When we returned, I checked the cell phone coverage on our bill and noticed the minute we landed in the United States, texting and calling started to his tramp. I called her and told her to stop texting and calling my H. Both continued to communicate. I call blocked all her numbers from our "FAMILY" plan. H became furious. Got into a big fight and he yelled that I was obsessed with his phone. I picked his blackberry and threw it in our pool. I told him I was now CURED and told him "Get the F*CK out of the house".

Since that day, he has been renting a shack and mostly living with his tramp. 

Although I still love him and miss him after 16 years, I am filing for divorce in January. He sends me emails saying he misses me. Does not want a divorce. Fog is lifting BIG TIME. Holidays and family events are probably the cause for the remorse. 

Sadly, I will never be able to trust him again. I cannot live under a microscope.

He destroyed a pretty damned good marriage with his affairs. He knows it, I know it and everyone we know knows it.

The sad part about your WS having 2 affairs in 4+ years is that it really affects your self esteem, your judgements, your emotions, your parenting and your complete personality. You second guess everything and everyone. You feel badly about yourself for a very long time examining what you did wrong, what you could have changed, what made him stray, what did the tramp have that you don't, etc.... 
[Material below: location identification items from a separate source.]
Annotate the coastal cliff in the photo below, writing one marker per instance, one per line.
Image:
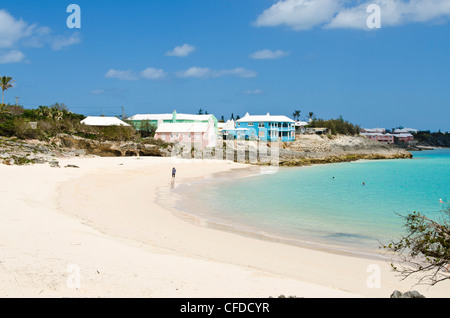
(306, 150)
(315, 149)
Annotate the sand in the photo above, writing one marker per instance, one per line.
(98, 231)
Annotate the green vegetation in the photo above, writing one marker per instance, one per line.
(335, 126)
(46, 122)
(435, 139)
(5, 83)
(425, 248)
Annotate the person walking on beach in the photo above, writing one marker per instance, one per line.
(174, 171)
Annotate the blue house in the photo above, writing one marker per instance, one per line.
(264, 128)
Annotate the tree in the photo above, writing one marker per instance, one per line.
(424, 249)
(5, 84)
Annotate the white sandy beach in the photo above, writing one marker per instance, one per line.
(103, 218)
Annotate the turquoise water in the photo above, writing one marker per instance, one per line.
(308, 205)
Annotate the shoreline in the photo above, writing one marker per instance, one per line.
(104, 217)
(180, 196)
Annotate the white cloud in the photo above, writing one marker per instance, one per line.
(196, 72)
(307, 14)
(127, 75)
(16, 33)
(12, 30)
(97, 91)
(199, 72)
(60, 41)
(239, 72)
(153, 73)
(254, 92)
(181, 51)
(14, 56)
(299, 14)
(268, 54)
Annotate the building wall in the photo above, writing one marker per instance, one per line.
(268, 131)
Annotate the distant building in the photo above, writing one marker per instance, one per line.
(404, 137)
(317, 131)
(386, 138)
(100, 121)
(373, 130)
(300, 126)
(264, 127)
(405, 131)
(194, 132)
(138, 119)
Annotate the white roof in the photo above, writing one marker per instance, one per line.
(405, 130)
(230, 125)
(375, 130)
(375, 134)
(402, 135)
(170, 116)
(265, 118)
(182, 127)
(103, 121)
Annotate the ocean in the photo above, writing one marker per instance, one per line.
(346, 207)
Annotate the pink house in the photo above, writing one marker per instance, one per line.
(203, 133)
(386, 138)
(404, 137)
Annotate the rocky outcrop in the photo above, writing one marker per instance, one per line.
(20, 152)
(409, 294)
(111, 148)
(314, 149)
(306, 150)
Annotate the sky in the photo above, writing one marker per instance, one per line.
(384, 67)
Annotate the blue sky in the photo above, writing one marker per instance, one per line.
(234, 56)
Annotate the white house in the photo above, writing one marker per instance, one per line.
(202, 133)
(103, 121)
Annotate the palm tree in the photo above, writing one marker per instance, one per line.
(5, 84)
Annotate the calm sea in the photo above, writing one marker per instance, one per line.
(346, 206)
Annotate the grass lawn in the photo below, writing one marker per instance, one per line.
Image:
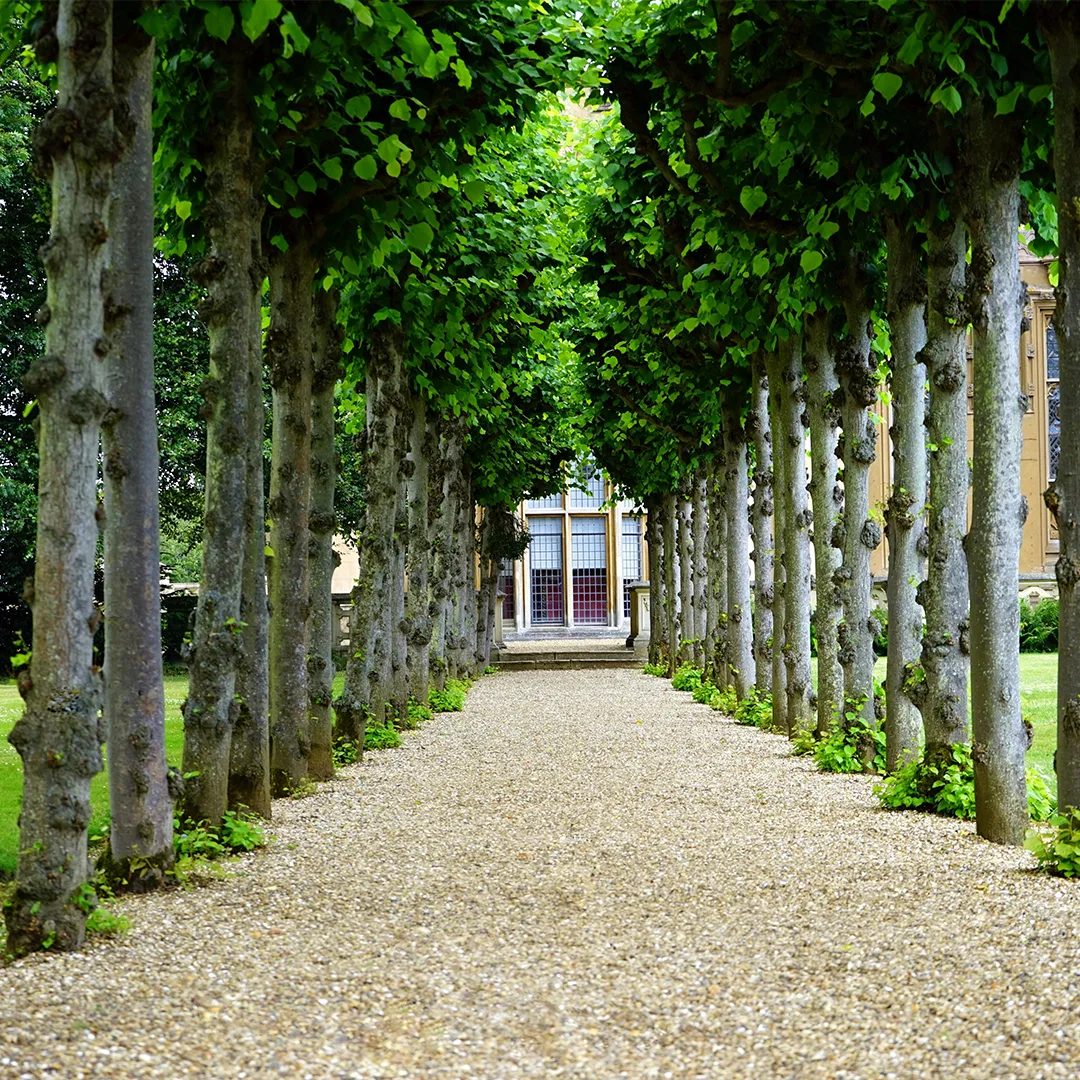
(11, 770)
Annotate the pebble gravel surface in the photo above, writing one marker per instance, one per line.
(582, 875)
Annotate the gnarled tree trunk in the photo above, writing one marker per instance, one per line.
(139, 800)
(229, 274)
(859, 532)
(989, 188)
(792, 444)
(326, 348)
(906, 309)
(944, 593)
(760, 516)
(289, 360)
(366, 680)
(418, 603)
(1062, 31)
(827, 499)
(58, 737)
(740, 625)
(781, 509)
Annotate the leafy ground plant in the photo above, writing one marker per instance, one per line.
(687, 677)
(1057, 849)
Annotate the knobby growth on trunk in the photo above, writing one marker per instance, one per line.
(826, 495)
(288, 348)
(327, 336)
(140, 802)
(757, 424)
(229, 274)
(906, 309)
(859, 532)
(989, 191)
(58, 737)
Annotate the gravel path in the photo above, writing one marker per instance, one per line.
(582, 876)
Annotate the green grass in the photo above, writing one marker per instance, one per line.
(11, 770)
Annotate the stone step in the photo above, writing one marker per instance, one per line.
(564, 661)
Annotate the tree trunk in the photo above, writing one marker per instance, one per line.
(944, 593)
(326, 350)
(449, 457)
(740, 625)
(685, 524)
(781, 502)
(250, 745)
(906, 309)
(653, 543)
(989, 186)
(58, 737)
(366, 680)
(229, 274)
(671, 592)
(698, 534)
(800, 715)
(718, 653)
(1063, 498)
(859, 532)
(761, 526)
(139, 800)
(289, 354)
(827, 498)
(418, 603)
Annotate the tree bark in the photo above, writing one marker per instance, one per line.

Then one day, you will wake up and realize you are a good person. You were a good spouse. You were loyal, faithful and supportive. You are a good parent, a loyal friend, a loving daugher in law, sister in law, aunt, sister, friend. You are repected by coworkers, staff, girl scout leaders and YOURSELF. 

You deserve a faithful loving spouse and WILL NOT settle for anything less NOW or in the FUTURE.


----------



## morituri (Apr 1, 2011)

He's treating you like a doormat. You ARE NOT a doormat. You deserve to be respected and loved by the man who promised to be your faithful husband. File for divorce.


----------



## aug (Aug 21, 2011)

He's a persistent cheater.

Do not continue to enable his cheating.


----------